De facto, a rutura para com a modalidade tradicional da experiência resulta na
autonomização dos diferentes domínios da experiência, o que corresponde ao processo de secularização ou de dessacralização da experiência. Max Weber chama a este processo de “desencantamento”: a experiência moderna é desencantada na medida em que o homem percebe que o seu destino é traçado só e apenas por si, não dependendo de ninguém para além de si mesmo para tomar as suas decisões. Esta experiência, ou, por outras palavras, a modernidade, é também o processo onde o homem ganha consciência de que a experiência tradicional acaba por, de certa forma, impossibilitar a autonomização individual.
A emergência da questão do fundamento e da questão comunicacional
Para a experiência moderna, o traço que se reveste de maior importância é o da natureza específica da fundamentação e da legitimação da ação e do discurso. Isto significa que a modernidade se foca nos fenómenos pertencentes ao “mundo da experiência de si, ao mundo natural e ao mundo intersubjetivo” (p.92). Compreendemos assim que, ao contrário da experiência tradicional, a experiência moderna recusa qualquer preocupação com a tradição e com as crenças do passado.
No seio da experiência moderna destaca-se o ideal de racionalidade metódica. Este
ideal é responsável pela origem das dimensões da experiência e da diferenciação moderna dos domínios. O papel desta diferenciação reveste-se de uma vasta importância sendo que autonomiza e institucionaliza vários campos sociais.
Estando a experiência dividida em tantos campos diferentes, cada um com as suas
regras e ordens próprias, surge uma dificuldade em gerir todos estes campos e as suas necessidades distintas e, por vezes, contraditórias. Os vários campos sociais mostram-se, assim, difíceis de conciliar. Adriano Duarte Rodrigues atribui o nome de “questão comunicacional” a esta dificuldade típica do quadro da modalidade moderna da experiência.
A questão comunicacional debate-se igualmente sobre a própria natureza da
racionalidade que “serve de fundamento aos comportamentos e aos discursos” (p.92). O autor explica que, desta forma, esta questão é responsável por romper com o “desencantamento”: aquilo que antes era aceite por todos, sem qualquer tipo de discussão, passa agora a ser questionado, leva os indivíduos a formular hipóteses e a duvidar. Passam a seguir-se procedimentos metodológicos - já não se aceita, simplesmente.

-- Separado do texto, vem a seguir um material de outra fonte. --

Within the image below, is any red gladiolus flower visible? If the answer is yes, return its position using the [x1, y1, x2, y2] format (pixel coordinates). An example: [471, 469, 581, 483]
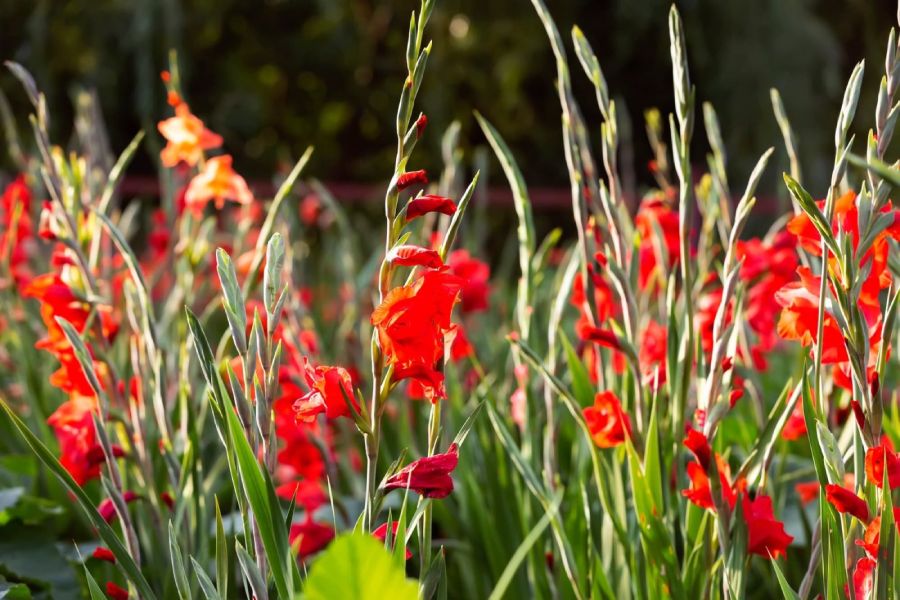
[781, 400, 806, 441]
[288, 516, 334, 560]
[106, 581, 128, 600]
[856, 556, 876, 600]
[681, 454, 737, 512]
[372, 270, 462, 368]
[97, 491, 139, 523]
[742, 494, 794, 558]
[866, 443, 900, 489]
[447, 250, 491, 313]
[91, 546, 116, 564]
[406, 194, 456, 221]
[158, 102, 222, 167]
[394, 363, 447, 404]
[638, 320, 669, 386]
[184, 154, 253, 213]
[578, 327, 622, 350]
[582, 391, 631, 448]
[684, 428, 712, 471]
[416, 113, 428, 139]
[794, 481, 819, 505]
[387, 244, 444, 269]
[294, 357, 359, 423]
[825, 484, 869, 523]
[634, 197, 681, 290]
[372, 521, 412, 560]
[397, 169, 428, 190]
[384, 444, 459, 498]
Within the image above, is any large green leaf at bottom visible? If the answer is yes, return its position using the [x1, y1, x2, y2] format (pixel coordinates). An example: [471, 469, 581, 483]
[303, 534, 419, 600]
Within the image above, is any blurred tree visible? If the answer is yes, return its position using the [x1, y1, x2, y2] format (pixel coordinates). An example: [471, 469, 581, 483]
[0, 0, 895, 199]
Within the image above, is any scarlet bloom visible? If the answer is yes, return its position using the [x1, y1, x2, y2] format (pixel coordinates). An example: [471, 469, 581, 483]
[106, 581, 128, 600]
[97, 491, 140, 523]
[845, 556, 876, 600]
[184, 154, 253, 213]
[91, 546, 116, 564]
[638, 320, 669, 385]
[866, 442, 900, 489]
[372, 521, 412, 560]
[157, 102, 222, 167]
[634, 197, 681, 290]
[684, 427, 712, 471]
[397, 169, 428, 190]
[825, 484, 869, 523]
[372, 270, 462, 368]
[447, 249, 491, 313]
[781, 401, 806, 441]
[288, 516, 334, 560]
[294, 357, 359, 423]
[794, 481, 819, 505]
[384, 444, 459, 498]
[406, 194, 456, 221]
[387, 244, 444, 269]
[578, 326, 622, 350]
[582, 391, 631, 448]
[742, 494, 794, 558]
[681, 454, 737, 512]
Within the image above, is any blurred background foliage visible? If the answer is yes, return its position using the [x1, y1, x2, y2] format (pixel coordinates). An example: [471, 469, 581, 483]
[0, 0, 896, 204]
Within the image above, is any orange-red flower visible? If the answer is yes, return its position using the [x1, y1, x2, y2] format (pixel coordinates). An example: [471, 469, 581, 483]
[582, 391, 631, 448]
[387, 244, 444, 269]
[825, 484, 869, 523]
[372, 269, 463, 401]
[447, 249, 491, 313]
[866, 443, 900, 489]
[384, 444, 459, 498]
[106, 581, 129, 600]
[288, 515, 334, 560]
[157, 102, 222, 167]
[741, 494, 794, 558]
[372, 521, 412, 560]
[91, 546, 116, 564]
[634, 197, 681, 289]
[184, 154, 253, 213]
[294, 357, 359, 422]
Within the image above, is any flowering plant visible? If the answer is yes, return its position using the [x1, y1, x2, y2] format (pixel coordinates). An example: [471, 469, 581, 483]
[0, 0, 900, 600]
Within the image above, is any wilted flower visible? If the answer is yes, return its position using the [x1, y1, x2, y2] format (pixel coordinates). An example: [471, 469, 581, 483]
[384, 444, 459, 498]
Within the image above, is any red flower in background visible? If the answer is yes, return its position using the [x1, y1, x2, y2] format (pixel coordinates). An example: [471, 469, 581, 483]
[387, 244, 444, 269]
[447, 249, 491, 313]
[638, 319, 669, 386]
[372, 521, 412, 560]
[288, 516, 334, 560]
[384, 444, 459, 498]
[106, 581, 128, 600]
[157, 102, 222, 167]
[0, 175, 34, 284]
[294, 357, 359, 422]
[184, 154, 253, 214]
[634, 197, 681, 290]
[91, 546, 116, 564]
[741, 494, 794, 558]
[866, 443, 900, 489]
[406, 194, 456, 221]
[825, 484, 869, 523]
[582, 391, 631, 448]
[845, 556, 876, 600]
[681, 453, 737, 512]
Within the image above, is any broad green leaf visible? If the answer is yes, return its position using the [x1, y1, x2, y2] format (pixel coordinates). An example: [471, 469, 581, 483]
[303, 534, 419, 600]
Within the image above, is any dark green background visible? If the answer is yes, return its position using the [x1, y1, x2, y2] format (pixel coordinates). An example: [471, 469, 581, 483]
[0, 0, 896, 202]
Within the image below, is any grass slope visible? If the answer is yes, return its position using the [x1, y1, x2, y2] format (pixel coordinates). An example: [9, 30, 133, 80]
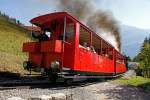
[0, 17, 30, 74]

Adriano Duarte Rodrigues apoia esta tese recorrendo a um excerto de Michel de
Certeau. O autor atribui a causa da imposição do problema comunicacional no mundo ao facto de o homem ter dificuldade em se impor como sujeito autónomo de enunciação no domínio da experiência tradicional. De Certeau atribui muita da culpa a uma “visão redutora da experiência”. A verdade é que os dois autores concordam em afirmar que a palavra foi fundamental para o homem, ao longo de várias épocas e culturas. Desta forma, começaram a racionalizar e a ultrapassar os pressupostos da modalidade tradicional da experiência.